While it’s a tad early to plant all of the vegetables or flowers you may want to grow this year, it isn’t too early to start planning or to plant some cold-hardy flowers and veggies (like spinach or peas). And it’s the perfect time to plant a pollinator garden to help aid our bee, butterfly and hummingbird friends. Not only are pollinator gardens lovely to look at, but they provide a vital source of food and shelter to the pollinators who in turn are vital to the production of many food crops and are essential to the survival of many native plants here in Ohio. Here are some tips for planting your own!

Plan where your garden will go

The best location for a pollinator garden is a nice sunny spot. It can be as simple as a few containers on your patio or you can designate an area of your yard. You can plant a few simple pots or till up a whole area. Grouping plants together in sunny locations helps pollinators find and feed on desirable flowers while expending less energy in the search for plants. Choose an area that isn’t too windy, because pollinators won’t like those areas.

Map out which plants you will include

When choosing plants try to use a mix of colors and textures. That makes your garden more attractive to different pollinators as well as more pleasing to look at. Different pollinators are attracted to different colors. Bees like blue, purple, yellow and white. Butterflies prefer red, yellow, orange, pink and purple blooms. And birds like many of the same colors, like red, pink, orange, yellow and blue.

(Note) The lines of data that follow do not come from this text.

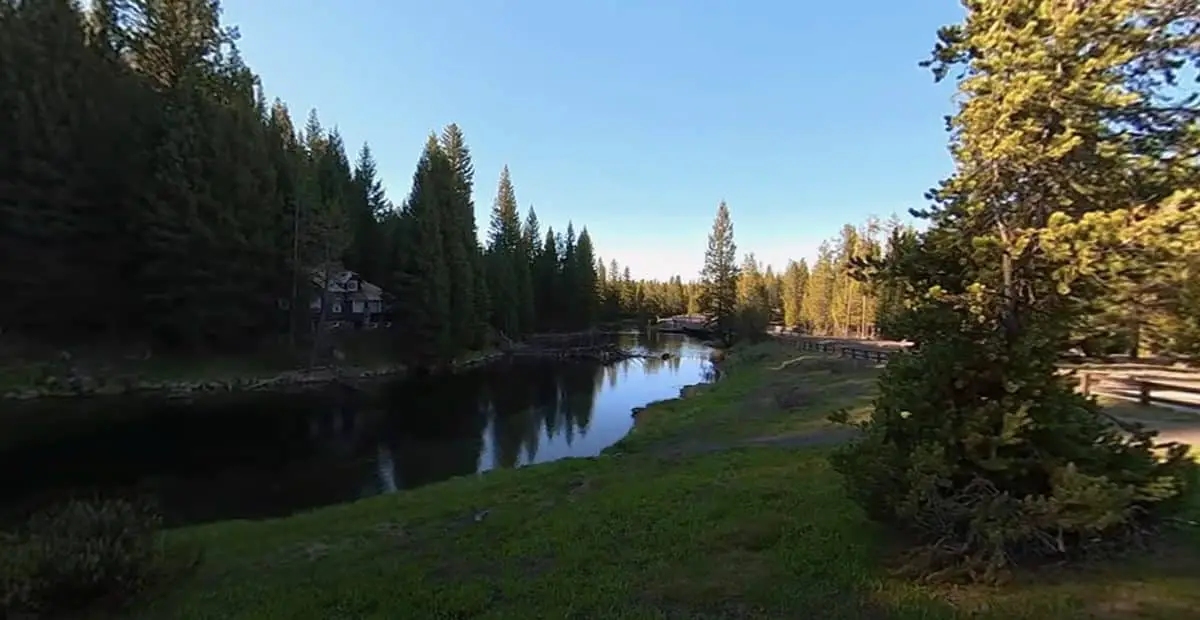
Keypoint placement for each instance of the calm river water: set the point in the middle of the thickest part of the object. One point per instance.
(273, 455)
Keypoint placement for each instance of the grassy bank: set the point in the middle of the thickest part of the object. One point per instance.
(720, 505)
(111, 372)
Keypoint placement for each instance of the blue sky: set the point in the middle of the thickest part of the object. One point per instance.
(634, 118)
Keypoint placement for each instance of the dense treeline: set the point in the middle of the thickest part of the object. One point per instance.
(1072, 215)
(150, 193)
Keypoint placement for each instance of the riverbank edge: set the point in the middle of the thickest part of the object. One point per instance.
(93, 386)
(744, 494)
(283, 380)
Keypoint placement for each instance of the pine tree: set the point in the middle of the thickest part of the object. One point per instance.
(585, 281)
(977, 441)
(423, 287)
(795, 282)
(504, 259)
(469, 290)
(719, 277)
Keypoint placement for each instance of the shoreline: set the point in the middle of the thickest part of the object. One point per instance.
(99, 386)
(84, 386)
(723, 494)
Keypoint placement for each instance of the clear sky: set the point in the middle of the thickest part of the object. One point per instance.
(634, 118)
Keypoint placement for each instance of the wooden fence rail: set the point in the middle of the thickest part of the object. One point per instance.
(1141, 390)
(1091, 381)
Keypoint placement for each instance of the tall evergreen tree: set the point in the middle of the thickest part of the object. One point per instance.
(977, 441)
(469, 300)
(507, 264)
(719, 277)
(423, 284)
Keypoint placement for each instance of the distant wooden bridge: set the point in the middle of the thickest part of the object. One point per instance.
(690, 324)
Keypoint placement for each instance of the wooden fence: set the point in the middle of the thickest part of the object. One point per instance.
(843, 350)
(1091, 381)
(1140, 390)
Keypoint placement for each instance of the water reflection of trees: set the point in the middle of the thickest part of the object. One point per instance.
(532, 402)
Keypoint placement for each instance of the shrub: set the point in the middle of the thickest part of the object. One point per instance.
(79, 553)
(991, 463)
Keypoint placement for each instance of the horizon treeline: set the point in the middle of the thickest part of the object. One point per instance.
(150, 193)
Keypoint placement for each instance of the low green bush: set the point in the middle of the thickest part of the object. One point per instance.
(994, 464)
(79, 553)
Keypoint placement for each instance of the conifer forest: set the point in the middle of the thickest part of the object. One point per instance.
(155, 198)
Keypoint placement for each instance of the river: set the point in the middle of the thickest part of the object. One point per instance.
(271, 455)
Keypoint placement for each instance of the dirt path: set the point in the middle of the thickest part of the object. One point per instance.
(832, 437)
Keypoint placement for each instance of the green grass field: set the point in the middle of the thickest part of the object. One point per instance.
(718, 506)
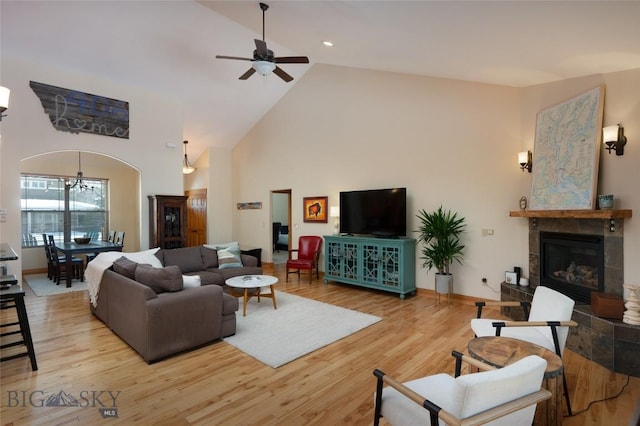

When planning your garden map out when they bloom, and fill in any gaps in timing. This will ensure pollinators always have something to eat. Different species of bees, butterflies and other pollinators are active in Ohio at different times of the year. Gardeners can help pollinators by planting flowers with a sequence of bloom throughout the growing season, from early spring through late fall. If you choose a variety of plants with different bloom seasons you can keep your garden lovely from spring through fall as well as assist your pollinators throughout those seasons.

Gantz Gardens, Grove City

Include Native Plants

Here is a list of some Ohio-native plants to consider including:

  • Goldenrod
  • White and Purple Asters
  • Butterfly Weed
  • Giant Milkweed
  • Purple Star Thistle
  • Giant Catmint
  • Ohio Spiderwort

Some additional pollinator-friendly plants that aren’t necessarily Ohio-natives but are still great to consider are:

  • Coneflower (especially purple and yellow)
  • Blazing Star Liatris
  • Lavender Hyssop
  • Maximillian Sunflower
  • Wild Lupine
  • Yarrow
  • Joe Pye Weed

Once you have your garden spot selected, the plants mapped out by blooming season, and have made sure to include some native options you are ready to get started. Nurseries are considered essential businesses in Ohio and many are allowing online or phone orders and curb-side pick-up. Try to keep your local nurseries and smaller businesses in mind when planning your gardens, especially this year. And don’t forget to get your kids involved in the planting! It will get them moving, get them outside, and help teach them where they’re food comes from (it definitely counts as science and math!).

Helping pollinators while supporting local businesses — what could be better than that? Happy planting, Ohio!